Interview mit Prof. Dr. Martin Loritz (ML), Professor für Instrumental- und Gesangspädagogik am Leopold-Mozart-Zentrum, und Alla Gonchar (AG), Mitarbeiterin für Instrumentalpädagogik. 

Worum geht es in der Instrumental- und Gesangspädagogik?

ML: Es geht darum, wie man als Musikerin bzw.
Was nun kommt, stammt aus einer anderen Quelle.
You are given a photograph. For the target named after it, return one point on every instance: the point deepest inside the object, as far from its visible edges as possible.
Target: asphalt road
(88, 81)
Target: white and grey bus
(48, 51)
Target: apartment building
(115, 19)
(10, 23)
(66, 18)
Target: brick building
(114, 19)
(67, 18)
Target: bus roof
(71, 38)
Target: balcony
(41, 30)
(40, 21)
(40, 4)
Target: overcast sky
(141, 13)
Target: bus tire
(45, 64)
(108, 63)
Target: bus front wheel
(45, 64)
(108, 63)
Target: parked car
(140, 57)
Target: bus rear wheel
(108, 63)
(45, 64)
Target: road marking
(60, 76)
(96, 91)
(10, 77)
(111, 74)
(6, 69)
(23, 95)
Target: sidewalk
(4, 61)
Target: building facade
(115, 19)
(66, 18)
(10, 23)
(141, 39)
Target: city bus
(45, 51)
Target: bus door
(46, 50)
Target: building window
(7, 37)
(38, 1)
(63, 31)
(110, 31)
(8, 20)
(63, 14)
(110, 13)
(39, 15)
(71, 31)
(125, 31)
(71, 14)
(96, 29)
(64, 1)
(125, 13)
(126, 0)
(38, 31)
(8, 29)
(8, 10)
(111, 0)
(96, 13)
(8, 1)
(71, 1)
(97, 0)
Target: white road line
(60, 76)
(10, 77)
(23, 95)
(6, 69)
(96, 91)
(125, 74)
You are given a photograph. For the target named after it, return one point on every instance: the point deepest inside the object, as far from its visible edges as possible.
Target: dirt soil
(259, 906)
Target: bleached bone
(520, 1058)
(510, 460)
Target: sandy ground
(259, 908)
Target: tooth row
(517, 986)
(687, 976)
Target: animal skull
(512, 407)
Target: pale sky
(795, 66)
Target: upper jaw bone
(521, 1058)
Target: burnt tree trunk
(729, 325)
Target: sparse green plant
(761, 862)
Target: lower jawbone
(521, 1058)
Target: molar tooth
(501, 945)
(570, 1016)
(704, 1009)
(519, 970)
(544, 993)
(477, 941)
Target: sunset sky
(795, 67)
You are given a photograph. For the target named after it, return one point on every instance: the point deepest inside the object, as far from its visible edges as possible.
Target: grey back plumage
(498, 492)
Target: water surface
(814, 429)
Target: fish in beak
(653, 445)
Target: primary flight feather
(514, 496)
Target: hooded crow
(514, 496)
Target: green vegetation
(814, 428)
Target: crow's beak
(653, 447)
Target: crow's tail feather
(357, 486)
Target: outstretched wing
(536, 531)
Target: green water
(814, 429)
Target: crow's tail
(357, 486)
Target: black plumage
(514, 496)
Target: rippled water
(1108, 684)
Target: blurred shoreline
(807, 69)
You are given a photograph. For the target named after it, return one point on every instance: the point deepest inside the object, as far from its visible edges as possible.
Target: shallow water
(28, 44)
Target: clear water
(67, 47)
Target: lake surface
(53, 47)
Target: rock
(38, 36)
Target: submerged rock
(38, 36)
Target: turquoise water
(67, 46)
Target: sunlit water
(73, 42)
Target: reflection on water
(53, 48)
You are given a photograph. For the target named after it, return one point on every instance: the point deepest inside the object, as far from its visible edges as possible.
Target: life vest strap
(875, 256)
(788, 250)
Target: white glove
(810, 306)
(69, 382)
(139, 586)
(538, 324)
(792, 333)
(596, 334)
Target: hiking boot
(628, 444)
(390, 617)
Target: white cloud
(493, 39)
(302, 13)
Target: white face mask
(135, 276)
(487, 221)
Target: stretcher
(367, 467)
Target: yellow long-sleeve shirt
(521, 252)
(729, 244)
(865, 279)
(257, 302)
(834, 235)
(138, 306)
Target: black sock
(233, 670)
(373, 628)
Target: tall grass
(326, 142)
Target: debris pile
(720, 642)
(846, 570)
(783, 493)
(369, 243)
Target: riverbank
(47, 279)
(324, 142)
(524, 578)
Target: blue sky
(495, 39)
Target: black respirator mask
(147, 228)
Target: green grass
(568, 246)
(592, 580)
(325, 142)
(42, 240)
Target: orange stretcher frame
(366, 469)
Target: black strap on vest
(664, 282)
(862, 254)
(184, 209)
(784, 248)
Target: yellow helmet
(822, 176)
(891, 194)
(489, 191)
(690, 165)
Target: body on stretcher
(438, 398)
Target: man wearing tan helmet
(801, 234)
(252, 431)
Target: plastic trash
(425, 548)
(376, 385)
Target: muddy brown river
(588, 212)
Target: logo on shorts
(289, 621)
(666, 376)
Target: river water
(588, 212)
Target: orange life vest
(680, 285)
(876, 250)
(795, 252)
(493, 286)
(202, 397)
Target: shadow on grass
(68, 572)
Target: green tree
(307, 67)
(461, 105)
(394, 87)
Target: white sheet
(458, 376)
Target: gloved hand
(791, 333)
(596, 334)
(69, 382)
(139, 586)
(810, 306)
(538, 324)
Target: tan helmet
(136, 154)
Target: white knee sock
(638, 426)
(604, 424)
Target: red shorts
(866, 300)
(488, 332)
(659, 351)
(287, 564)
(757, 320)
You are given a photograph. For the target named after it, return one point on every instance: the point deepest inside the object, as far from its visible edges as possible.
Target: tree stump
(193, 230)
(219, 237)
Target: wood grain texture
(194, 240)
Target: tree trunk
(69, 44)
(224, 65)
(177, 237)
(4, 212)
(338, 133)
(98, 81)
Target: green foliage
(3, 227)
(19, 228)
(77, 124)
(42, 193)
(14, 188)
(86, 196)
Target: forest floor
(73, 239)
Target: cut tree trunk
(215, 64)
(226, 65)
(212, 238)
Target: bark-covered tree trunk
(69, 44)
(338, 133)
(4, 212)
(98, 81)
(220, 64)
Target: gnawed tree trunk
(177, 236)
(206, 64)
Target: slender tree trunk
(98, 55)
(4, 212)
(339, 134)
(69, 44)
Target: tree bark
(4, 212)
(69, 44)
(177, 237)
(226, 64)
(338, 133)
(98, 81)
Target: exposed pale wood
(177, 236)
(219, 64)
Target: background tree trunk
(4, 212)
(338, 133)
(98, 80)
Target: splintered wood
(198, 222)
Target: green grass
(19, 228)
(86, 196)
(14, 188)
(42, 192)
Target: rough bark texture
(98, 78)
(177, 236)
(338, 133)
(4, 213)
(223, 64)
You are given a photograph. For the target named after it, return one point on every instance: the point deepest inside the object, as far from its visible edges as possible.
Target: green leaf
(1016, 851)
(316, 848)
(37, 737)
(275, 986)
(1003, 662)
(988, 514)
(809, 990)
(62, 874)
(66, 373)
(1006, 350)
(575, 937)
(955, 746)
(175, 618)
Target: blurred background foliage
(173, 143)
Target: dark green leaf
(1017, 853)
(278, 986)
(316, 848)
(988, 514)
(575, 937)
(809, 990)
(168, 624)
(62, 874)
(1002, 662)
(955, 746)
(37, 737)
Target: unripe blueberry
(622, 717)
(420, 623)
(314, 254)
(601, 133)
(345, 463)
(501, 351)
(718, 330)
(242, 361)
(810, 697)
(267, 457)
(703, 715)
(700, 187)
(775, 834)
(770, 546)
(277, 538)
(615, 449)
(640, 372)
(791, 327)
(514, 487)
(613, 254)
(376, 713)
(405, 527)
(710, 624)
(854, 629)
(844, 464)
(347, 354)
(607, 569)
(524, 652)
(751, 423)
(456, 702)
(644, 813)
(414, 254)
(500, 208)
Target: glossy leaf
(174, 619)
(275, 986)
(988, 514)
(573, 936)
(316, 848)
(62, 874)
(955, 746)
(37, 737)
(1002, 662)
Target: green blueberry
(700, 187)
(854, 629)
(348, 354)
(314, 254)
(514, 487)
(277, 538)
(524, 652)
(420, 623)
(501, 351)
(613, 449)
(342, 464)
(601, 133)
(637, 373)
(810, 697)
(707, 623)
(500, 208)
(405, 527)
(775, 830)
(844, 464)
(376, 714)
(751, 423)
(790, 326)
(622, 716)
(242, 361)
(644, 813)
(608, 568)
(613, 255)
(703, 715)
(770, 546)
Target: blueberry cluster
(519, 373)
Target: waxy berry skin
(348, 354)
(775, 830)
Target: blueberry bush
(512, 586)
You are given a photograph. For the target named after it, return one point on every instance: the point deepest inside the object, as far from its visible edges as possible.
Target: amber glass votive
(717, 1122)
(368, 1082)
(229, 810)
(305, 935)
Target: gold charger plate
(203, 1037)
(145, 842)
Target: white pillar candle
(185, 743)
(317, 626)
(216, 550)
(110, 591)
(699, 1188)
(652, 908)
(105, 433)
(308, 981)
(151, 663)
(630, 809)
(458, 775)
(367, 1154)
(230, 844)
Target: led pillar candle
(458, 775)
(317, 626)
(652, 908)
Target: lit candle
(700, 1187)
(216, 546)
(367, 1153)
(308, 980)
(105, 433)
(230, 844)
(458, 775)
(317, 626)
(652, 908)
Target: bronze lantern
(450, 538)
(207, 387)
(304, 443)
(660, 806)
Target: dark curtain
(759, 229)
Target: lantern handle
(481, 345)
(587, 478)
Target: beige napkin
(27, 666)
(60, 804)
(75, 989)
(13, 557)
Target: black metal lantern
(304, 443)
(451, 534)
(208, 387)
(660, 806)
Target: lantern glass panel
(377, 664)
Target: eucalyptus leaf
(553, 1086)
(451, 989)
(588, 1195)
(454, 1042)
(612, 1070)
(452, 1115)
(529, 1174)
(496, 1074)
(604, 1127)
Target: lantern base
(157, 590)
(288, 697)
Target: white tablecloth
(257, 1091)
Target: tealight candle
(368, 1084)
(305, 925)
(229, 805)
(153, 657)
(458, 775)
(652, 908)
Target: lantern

Musiker in die Lage versetzt wird, kompetenten Instrumental- oder Gesangsunterricht zu erteilen, in Musikschulen oder auch im privaten Unterricht.

Wie ist die Instrumental-und Gesangspädagogik (IGP) am LMZ in den Bachelorstudienganz Musik integriert?

ML: Jeder, der Musik am LMZ studiert, muss sich bereits zu Beginn für ein von drei Profilen entscheiden.  Ein Profil davon ist IGP, dort erhalten die Studierenden Unterricht in einem Instrument bzw. Gesang als Hauptfach, welches über alle Semester in der künstlerischen Weiterentwicklung im Mittelpunkt steht. Und sie erfahren zusätzlich, wie sie diese musikalisch-künstlerische Kompetenz an andere weitergeben können.

Das heißt, im Studium mit Profil IGP  wird man Künstler und Lehrer?

ML: So könnte man es sagen. Die Mehrzahl der Musikhochschulen in Deutschland hat pädagogische Anteile. Bei uns wird dieser Anteil jedoch zum wichtigen Zusatzbaustein für einen späteren Beruf. Wir sind unserem Namensgeber Leopold Mozart sehr verpflichtet, der eben auch ein sehr engagierter Lehrer war, dessen Violinschule bis heute Standard ist.

Heißt das, dass man bei der künstlerischen Ausbildung  Abstriche macht?

ML: Nein, im Gegenteil, man bekommt mehr dazu. Wir sind der Meinung, dass nur ein wirklich guter Künstler auch gut unterrichten kann, weil er sein Instrument/die Stimme und die musikalischen Möglichkeiten zur Gänze beherrscht. Aber umgekehrt wird auch ein Schuh daraus: Es gibt praktisch keinen Künstler, auch unter den Weltstars, der nicht auch irgendwann einmal unterrichtet. Und das sollte er/sie auch professionell können.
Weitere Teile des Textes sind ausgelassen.